昨日は結局寝ませんでした。
寝て朝をむかえてしまうのがとてももったいないような気がして、何か特別なことをしていたわけではありませんがずっと起きていたんです。
時々Fの部屋に行って話したりもしました。
朝が近づくにつれて段々と外が明るくなってくると自分の気持ちが段々沈んでいくのがわかりました。
まだ帰りたくない。
シラキュースを去るのがすごく悲しい。
部屋を見渡してみるとそこには今まであった生活感がありませんでした。
全て荷物に詰めて、あるのはバッグとスーツケースだけ。
それ以外は初めてアパートに来た日と同じ。
今まで使っていた部屋を見渡すだけで色々思い出しましたし、より一層「もうここにも帰ってこないんだなぁ。」と思ってしまいました。
7時前に最後のシャワーを浴びて、バスルームの片づけを済ませたらもう準備はできてしまいました。
7時半。
寝ていたFが起きてきて二人で朝食。
最後の朝食のはずなのに言葉が出てきませんでした。
ただ二人で黙々と食べるだけ。
この時正直泣きそうでした。
もうあと数時間でシラキュースを去るという思いがますます強くなっていたんです。
Fは9時から授業なので出かける準備をし、僕はアパートのオフィスが開くまで出る最終確認をしていました。
そして8時20分ごろ。
二人でアパートを出ました。
アパートの入口で
「じゃあまたね。」
という言葉を交わしました。
それに対して僕は
「色々ありがとう。」
と返しました。
本当はもっと言いたいことが色々あったはずなのに言えなかった。
それは朝の慌ただしさから心の準備ができなかったからかもしれません。
本当に彼には感謝してもしきれません。
シラキュースに来た二日目。アパートに来た初日。
彼が色んな事を教えてくれたのを今でも覚えています。
アパートの手続きを手伝ってくれたり、スーパーまで連れて行ってくれたり。
彼がルームメイトでなかったらシラキュースでの生活はガラリと変わっていたと思います。
それくらい最高のルームメイトでした。
勿論、彼とはいつも上手くいっていたわけではありません。
不満を持つことも結構ありました。
でも振り返ってみれば、助けてもらったことばかりを思い出します。
また日本で会おうという話をしましたが、本当にまた会いたいです。
そして最後の別れは思ったよりもあっさりでした。
F、本当に色々ありがとう。
そしてFと別れた後は昨日会ったアメリカ人のMが車で来てくれてバス停まで送ってくれました。
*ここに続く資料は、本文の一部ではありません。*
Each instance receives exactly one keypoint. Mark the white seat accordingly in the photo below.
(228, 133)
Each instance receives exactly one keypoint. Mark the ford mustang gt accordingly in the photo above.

彼は6月から8月まで日本にいるので是非東京で会いたいなと思います。
Mと別れ、バス停でバスを待つこと2時間。
ボストン行きのバスに乗り、僕はシラキュースを去りました。
もしかしたら人生で二度と来ないかもしれないシラキュース。
最初は何もなくて正直つまらないと思っていたシラキュース。
でも今思うのは、シラキュースに来てよかったということ。
素晴らしい大学、素晴らしい街で9ヶ月間生活したんだなという実感。
もしかしたら今までで一番充実していた9カ月かもしれません。
でも留学が終わったわけではないのでそういった感想は1ヶ月後に書こうと思います。
今はボストンのバスターミナルで友達Mが来るのを待っています。
まずはボストン旅行を楽しみます。
ではまた。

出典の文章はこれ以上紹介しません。